Debbie slid quickly off the bed, dropping onto his lap. Wrapping her arms around his neck, she kissed him. “Yes,” she whispered against his mouth.

“What’s that?” he asked. He pulled back to look at her—into the eyes that never failed to bring him peace. And at those sexy-as-hell lips that he couldn’t get enough of.

Laughing happily, she shoved at his chest. “Yes, I’ll marry you! Yes, yes, yes!”

Feeling wetness on his cheek, Preacher blinked. Then he blinked again, and more tears fell.

Unsteady and trembling, he turned to look at Frank. The sight of his friend—disfigured and lying broken in a bed—didn’t have quite the same effect on him as it had before.

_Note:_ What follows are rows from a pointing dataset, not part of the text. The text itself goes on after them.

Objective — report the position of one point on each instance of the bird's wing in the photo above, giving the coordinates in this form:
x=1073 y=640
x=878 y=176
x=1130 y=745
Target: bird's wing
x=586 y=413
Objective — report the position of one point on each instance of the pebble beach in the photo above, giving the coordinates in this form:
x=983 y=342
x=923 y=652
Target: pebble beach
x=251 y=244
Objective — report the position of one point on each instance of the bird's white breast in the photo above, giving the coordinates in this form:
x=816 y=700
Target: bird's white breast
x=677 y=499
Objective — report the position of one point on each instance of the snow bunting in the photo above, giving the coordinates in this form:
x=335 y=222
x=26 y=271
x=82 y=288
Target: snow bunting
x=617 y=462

He looked at Frank as if he’d never seen him before.

Why? The one-word question pounded through him, as unrelenting and demanding as Preacher’s thrashing heartbeat.

Why—

How—

He didn’t—

He couldn’t—

Breath purged from Preacher’s lungs. His eyes squeezed shut and tears rained down his cheeks. He didn’t know where to begin. How to process. What to think. How to feel. He knew nothing—absolutely fucking nothing.